SETD5 modulates homeostasis of hematopoietic stem cells by mediating RNA Polymerase II pausing in cooperation with HCF-1

Abstract

AbstractSETD5 mutations were identified as the genetic causes of neurodevelopmental disorders. While the whole-body knockout of Setd5 in mice leads to embryonic lethality, the role of SETD5 in adult stem cell remains unexplored. Here, a critical role of Setd5 in hematopoietic stem cells (HSCs) is identified. Specific deletion of Setd5 in hematopoietic system significantly increased the number of immunophenotypic HSCs by promoting HSC proliferation.
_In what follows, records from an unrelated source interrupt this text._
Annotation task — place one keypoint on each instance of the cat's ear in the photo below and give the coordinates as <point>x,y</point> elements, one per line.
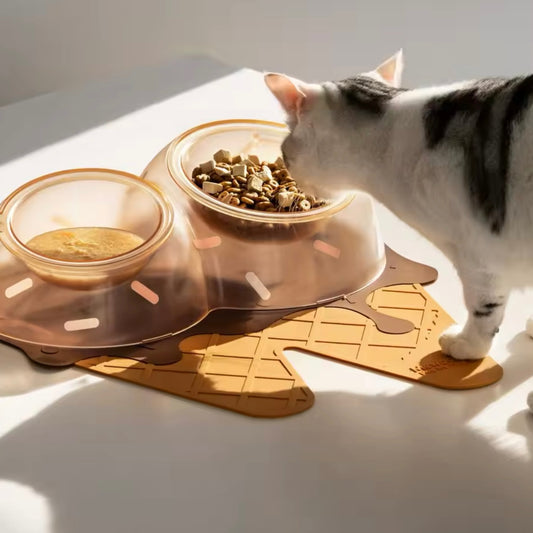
<point>391,69</point>
<point>291,93</point>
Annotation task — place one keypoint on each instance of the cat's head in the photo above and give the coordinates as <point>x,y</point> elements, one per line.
<point>317,146</point>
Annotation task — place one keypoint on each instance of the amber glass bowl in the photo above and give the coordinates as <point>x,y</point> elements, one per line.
<point>85,198</point>
<point>249,137</point>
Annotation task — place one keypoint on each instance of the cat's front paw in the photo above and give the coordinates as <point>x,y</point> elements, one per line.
<point>530,401</point>
<point>455,343</point>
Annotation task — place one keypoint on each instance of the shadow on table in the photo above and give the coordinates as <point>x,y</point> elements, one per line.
<point>31,124</point>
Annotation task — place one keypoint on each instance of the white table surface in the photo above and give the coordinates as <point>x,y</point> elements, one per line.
<point>82,454</point>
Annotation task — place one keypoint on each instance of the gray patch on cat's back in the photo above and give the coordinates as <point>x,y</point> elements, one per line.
<point>479,119</point>
<point>367,94</point>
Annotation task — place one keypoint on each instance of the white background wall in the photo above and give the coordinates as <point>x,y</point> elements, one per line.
<point>50,44</point>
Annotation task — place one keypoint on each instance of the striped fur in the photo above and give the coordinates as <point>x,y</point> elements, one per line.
<point>479,119</point>
<point>366,93</point>
<point>454,162</point>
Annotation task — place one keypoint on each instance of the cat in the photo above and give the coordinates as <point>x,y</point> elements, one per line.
<point>455,162</point>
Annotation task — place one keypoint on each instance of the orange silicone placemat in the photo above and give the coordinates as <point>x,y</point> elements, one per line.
<point>250,374</point>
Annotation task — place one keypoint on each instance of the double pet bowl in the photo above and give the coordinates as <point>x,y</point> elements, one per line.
<point>199,255</point>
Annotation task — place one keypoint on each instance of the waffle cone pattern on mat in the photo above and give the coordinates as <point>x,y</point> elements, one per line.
<point>249,373</point>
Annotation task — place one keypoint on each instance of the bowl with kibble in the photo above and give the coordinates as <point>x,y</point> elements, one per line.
<point>234,177</point>
<point>85,228</point>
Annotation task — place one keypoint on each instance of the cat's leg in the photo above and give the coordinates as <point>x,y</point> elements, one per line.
<point>485,298</point>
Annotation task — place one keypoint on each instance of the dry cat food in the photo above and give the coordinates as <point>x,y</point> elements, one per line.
<point>84,244</point>
<point>247,182</point>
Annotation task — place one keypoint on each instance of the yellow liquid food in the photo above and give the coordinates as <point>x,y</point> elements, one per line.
<point>84,244</point>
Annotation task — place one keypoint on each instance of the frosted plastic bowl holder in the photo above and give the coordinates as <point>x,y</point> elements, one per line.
<point>203,264</point>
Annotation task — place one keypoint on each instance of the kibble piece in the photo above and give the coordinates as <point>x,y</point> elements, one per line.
<point>223,195</point>
<point>284,199</point>
<point>222,156</point>
<point>246,182</point>
<point>247,201</point>
<point>211,188</point>
<point>196,171</point>
<point>201,178</point>
<point>266,171</point>
<point>221,171</point>
<point>255,184</point>
<point>240,170</point>
<point>208,166</point>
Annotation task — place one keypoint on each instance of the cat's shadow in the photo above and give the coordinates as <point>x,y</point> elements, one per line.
<point>383,440</point>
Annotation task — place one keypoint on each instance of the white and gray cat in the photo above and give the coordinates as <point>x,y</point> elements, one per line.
<point>455,162</point>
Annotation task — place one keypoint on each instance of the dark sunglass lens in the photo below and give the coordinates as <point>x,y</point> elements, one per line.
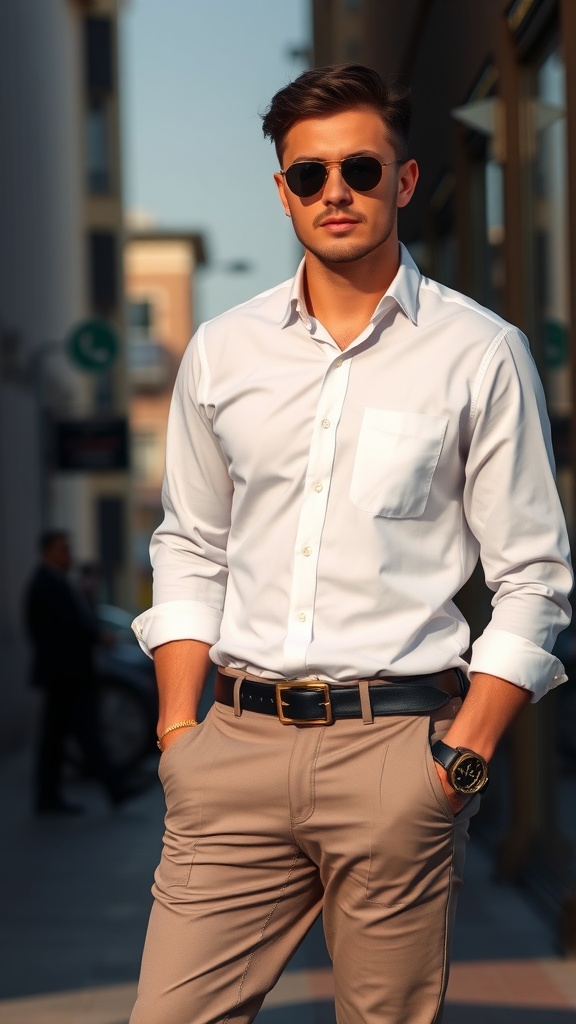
<point>362,173</point>
<point>306,178</point>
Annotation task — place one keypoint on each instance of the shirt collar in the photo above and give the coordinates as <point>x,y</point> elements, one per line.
<point>403,291</point>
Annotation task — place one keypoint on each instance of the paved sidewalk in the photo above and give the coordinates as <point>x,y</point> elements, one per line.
<point>75,897</point>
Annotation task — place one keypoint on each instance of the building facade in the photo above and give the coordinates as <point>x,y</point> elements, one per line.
<point>160,268</point>
<point>62,410</point>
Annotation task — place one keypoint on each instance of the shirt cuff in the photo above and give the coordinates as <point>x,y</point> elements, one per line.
<point>519,660</point>
<point>176,621</point>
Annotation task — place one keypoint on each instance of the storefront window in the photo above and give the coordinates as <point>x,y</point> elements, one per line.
<point>550,220</point>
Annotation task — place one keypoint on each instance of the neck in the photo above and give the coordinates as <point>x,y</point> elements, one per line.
<point>343,296</point>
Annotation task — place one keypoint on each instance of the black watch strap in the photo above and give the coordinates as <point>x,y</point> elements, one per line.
<point>444,754</point>
<point>466,770</point>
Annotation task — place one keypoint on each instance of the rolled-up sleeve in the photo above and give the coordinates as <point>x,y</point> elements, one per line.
<point>512,508</point>
<point>189,549</point>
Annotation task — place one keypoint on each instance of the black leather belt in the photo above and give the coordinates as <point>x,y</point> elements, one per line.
<point>315,702</point>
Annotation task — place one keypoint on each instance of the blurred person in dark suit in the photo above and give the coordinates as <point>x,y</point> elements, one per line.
<point>65,632</point>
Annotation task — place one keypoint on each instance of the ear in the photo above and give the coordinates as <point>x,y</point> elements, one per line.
<point>282,193</point>
<point>407,181</point>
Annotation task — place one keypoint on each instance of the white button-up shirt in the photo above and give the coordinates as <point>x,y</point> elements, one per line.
<point>323,507</point>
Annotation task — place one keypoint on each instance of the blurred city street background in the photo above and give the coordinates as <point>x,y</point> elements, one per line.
<point>136,200</point>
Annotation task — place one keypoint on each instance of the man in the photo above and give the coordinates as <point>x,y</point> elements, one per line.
<point>339,451</point>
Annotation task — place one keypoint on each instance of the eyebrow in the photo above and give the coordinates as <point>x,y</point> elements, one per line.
<point>348,156</point>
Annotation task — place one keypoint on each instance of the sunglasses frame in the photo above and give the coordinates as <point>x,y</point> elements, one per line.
<point>339,164</point>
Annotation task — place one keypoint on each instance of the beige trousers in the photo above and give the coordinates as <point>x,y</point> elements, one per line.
<point>269,824</point>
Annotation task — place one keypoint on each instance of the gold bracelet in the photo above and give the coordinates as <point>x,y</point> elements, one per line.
<point>171,728</point>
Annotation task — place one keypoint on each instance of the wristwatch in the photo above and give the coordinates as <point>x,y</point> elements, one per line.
<point>467,771</point>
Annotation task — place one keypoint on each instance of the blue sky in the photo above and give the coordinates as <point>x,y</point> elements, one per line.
<point>195,76</point>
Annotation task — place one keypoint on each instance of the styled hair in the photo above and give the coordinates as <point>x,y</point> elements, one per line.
<point>323,91</point>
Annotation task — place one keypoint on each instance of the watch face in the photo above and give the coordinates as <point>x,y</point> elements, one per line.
<point>468,773</point>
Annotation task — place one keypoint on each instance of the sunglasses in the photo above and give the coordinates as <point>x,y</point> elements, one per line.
<point>360,173</point>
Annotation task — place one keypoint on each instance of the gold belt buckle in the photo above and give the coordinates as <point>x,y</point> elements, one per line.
<point>319,687</point>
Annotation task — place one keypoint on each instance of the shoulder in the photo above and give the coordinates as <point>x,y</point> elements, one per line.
<point>266,307</point>
<point>438,300</point>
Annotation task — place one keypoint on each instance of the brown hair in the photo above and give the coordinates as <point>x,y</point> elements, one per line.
<point>323,91</point>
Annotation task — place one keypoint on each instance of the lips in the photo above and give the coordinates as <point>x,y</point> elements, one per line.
<point>338,221</point>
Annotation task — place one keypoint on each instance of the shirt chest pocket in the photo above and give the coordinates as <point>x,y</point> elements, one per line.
<point>396,457</point>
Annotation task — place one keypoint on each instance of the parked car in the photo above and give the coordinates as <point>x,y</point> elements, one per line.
<point>127,693</point>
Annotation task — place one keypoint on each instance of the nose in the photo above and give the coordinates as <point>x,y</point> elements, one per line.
<point>335,192</point>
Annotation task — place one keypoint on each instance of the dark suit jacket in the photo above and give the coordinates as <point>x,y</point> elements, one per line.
<point>63,629</point>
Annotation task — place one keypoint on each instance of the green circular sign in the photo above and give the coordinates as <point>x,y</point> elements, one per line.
<point>93,345</point>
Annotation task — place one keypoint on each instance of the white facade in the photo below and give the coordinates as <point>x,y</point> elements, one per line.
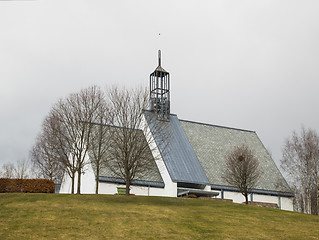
<point>284,203</point>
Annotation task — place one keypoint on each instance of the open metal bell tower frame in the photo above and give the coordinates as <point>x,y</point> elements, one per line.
<point>159,91</point>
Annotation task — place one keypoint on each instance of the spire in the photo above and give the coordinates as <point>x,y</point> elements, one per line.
<point>159,91</point>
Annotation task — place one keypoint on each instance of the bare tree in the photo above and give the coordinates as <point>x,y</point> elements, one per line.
<point>300,161</point>
<point>74,115</point>
<point>242,170</point>
<point>131,139</point>
<point>46,157</point>
<point>100,141</point>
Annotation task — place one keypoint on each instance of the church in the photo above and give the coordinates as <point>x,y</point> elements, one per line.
<point>195,161</point>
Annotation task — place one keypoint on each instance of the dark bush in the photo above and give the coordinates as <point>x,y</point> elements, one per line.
<point>8,185</point>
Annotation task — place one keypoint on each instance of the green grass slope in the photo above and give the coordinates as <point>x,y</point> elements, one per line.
<point>54,216</point>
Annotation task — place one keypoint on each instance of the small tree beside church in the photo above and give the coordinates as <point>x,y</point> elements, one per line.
<point>242,170</point>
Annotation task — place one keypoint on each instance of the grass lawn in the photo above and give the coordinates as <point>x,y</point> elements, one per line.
<point>59,216</point>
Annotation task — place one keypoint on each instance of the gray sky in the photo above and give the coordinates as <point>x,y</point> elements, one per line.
<point>243,64</point>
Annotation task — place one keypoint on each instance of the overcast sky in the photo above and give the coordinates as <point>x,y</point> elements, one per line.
<point>244,64</point>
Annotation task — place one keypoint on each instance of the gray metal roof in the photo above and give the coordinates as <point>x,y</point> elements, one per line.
<point>178,155</point>
<point>151,175</point>
<point>212,143</point>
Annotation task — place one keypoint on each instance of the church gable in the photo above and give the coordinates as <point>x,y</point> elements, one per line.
<point>212,143</point>
<point>177,153</point>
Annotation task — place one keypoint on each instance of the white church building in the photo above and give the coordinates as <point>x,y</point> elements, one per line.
<point>195,161</point>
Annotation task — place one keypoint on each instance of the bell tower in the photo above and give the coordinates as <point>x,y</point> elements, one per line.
<point>159,91</point>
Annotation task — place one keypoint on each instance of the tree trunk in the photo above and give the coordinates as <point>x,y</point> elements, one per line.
<point>127,192</point>
<point>246,198</point>
<point>309,200</point>
<point>72,190</point>
<point>79,181</point>
<point>97,179</point>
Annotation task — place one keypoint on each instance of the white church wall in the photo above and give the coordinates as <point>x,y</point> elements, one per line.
<point>287,203</point>
<point>235,196</point>
<point>284,203</point>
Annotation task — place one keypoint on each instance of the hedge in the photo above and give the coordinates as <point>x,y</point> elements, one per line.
<point>8,185</point>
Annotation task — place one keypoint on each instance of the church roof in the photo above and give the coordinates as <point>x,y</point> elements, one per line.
<point>212,143</point>
<point>179,156</point>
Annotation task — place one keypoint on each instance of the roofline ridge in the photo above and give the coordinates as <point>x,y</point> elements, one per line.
<point>214,125</point>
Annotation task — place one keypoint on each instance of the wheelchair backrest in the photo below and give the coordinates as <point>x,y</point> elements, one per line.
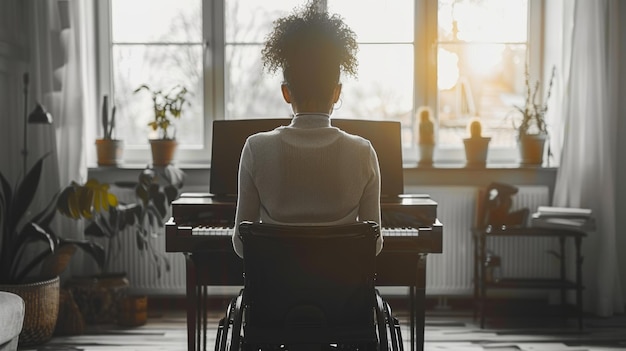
<point>309,275</point>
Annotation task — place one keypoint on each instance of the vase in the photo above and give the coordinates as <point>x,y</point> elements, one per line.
<point>531,148</point>
<point>109,152</point>
<point>476,150</point>
<point>42,308</point>
<point>163,151</point>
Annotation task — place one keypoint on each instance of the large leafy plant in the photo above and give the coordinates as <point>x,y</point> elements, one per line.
<point>20,232</point>
<point>108,218</point>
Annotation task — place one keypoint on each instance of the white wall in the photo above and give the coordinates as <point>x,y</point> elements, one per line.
<point>621,146</point>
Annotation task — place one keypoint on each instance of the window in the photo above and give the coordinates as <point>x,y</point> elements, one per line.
<point>462,58</point>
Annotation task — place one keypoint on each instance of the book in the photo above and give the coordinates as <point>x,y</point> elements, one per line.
<point>569,212</point>
<point>564,222</point>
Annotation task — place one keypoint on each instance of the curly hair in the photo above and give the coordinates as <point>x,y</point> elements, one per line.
<point>312,48</point>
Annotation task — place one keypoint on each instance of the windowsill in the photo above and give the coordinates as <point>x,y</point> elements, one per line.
<point>440,174</point>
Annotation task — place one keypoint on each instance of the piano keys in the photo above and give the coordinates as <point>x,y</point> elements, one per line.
<point>410,228</point>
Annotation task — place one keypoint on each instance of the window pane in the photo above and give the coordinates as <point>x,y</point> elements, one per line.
<point>383,88</point>
<point>164,21</point>
<point>250,91</point>
<point>481,60</point>
<point>161,67</point>
<point>375,20</point>
<point>483,21</point>
<point>249,21</point>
Setd5-deficient HSCs exhibited impaired long-term self-renewal capacity and multiple-lineage differentiation potentials under transplantation pressure. Transcriptome analysis of Setd5-deficient HSCs revealed a disruption of quiescence state of long-term HSCs, a cause of the exhaustion of functional HSCs. Mechanistically, SETD5 was shown to regulate HSC quiescence by mediating the release of promoter-proximal paused RNA polymerase II (Pol II) on E2F targets in cooperation with HCF-1 and PAF1 complex. Taken together, these findings reveal an essential role of SETD5 in regulating Pol II pausing-mediated maintenance of adult stem cells.